Attacking of AI systems through hardware performance

Neural network training usually requires a lot of computing power and is often running on a special acceleration hardware, for instance GPUs and TPUs. GPUs or Graphical Processor Units are specialized electronic circuits designed to efficient manipulate computer graphics and image processing, but their parallel structure makes them also efficient for algorithms that process large blocks of data in parallel. TPUs or Tensor Processor Units are AI application-specific integrated circuits used to accelerate machine learning workloads.

Those devices are often used to train large-scale neural networks in data centers. They can consume a lot of energy but their designers usually focus on average-case performance.

A group of researchers from University of Cambridge, University of Toronto and Vector Institute found out that an attacker can jam AI systems with malcrafted inputs to increase processing time and power consumption. Researchers has also shown, that an attacker can degrade the performance and increase power consumption so much, that hardware becomes overheated and eventually shuts down.

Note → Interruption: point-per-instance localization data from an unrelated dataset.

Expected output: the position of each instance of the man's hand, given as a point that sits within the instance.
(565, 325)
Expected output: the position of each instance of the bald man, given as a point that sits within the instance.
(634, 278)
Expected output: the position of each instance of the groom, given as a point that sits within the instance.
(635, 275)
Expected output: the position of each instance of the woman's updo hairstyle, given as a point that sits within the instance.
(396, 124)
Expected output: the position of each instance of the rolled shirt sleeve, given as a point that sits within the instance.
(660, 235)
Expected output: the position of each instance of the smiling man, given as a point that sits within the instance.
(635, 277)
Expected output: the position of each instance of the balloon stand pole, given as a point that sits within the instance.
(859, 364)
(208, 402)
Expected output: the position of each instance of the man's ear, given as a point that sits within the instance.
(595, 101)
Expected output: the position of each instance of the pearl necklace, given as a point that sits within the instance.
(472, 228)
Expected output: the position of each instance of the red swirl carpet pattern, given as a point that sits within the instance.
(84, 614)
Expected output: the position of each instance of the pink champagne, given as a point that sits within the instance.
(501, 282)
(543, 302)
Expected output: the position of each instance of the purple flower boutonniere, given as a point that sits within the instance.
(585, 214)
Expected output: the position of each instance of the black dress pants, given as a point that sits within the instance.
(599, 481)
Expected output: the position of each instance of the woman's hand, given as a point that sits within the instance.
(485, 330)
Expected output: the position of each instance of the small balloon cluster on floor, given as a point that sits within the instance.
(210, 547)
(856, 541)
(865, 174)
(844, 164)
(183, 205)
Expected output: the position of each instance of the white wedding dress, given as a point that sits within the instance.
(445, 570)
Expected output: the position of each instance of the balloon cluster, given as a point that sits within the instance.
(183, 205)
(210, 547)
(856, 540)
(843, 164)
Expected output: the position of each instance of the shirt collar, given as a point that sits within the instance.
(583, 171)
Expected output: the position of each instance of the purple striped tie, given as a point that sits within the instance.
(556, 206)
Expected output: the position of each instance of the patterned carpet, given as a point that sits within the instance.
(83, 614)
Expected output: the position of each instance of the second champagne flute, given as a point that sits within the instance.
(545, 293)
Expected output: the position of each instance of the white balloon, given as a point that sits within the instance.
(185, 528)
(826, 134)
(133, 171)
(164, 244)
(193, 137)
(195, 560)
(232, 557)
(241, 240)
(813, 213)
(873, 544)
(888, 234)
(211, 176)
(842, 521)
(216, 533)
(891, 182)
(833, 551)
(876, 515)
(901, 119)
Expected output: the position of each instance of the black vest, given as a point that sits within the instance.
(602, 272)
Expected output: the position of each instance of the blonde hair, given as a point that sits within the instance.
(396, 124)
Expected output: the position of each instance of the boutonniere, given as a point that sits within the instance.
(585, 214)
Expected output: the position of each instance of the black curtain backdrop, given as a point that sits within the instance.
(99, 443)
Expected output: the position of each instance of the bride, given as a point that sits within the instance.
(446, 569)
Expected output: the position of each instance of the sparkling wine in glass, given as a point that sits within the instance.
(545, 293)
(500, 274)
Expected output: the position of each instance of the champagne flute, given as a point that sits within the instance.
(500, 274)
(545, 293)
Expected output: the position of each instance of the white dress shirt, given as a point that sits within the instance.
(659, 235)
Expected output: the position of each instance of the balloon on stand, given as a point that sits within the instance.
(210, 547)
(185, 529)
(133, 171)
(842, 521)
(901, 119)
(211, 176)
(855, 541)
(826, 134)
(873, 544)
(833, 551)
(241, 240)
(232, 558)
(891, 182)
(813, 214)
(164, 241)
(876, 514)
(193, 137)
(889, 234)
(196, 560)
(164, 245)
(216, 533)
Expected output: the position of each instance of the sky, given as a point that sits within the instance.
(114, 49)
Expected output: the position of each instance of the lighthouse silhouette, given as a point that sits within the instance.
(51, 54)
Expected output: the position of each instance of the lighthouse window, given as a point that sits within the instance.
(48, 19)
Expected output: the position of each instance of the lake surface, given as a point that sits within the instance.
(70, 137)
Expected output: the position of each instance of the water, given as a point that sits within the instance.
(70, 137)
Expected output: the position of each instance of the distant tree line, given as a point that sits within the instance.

These attacks are known as sponge examples, and can also heavily increase latency of the AI systems and effectively lead to the so called denial-of-service against the machine learning components of such systems.

As proof of concept, the researchers have shown how translation in Microsoft Azure can be severely slowed down. If normal response time has been 1 millisecond, the response of a service after an attack has been increased to 6 seconds.

Researchers proposed some possible countermeasures against those scenarios, but their research reminds us that AI is not just about new algorithms and more data. Since our society is becoming more and more dependent from the AI technology, investment in research on security of those systems is becoming more and more important.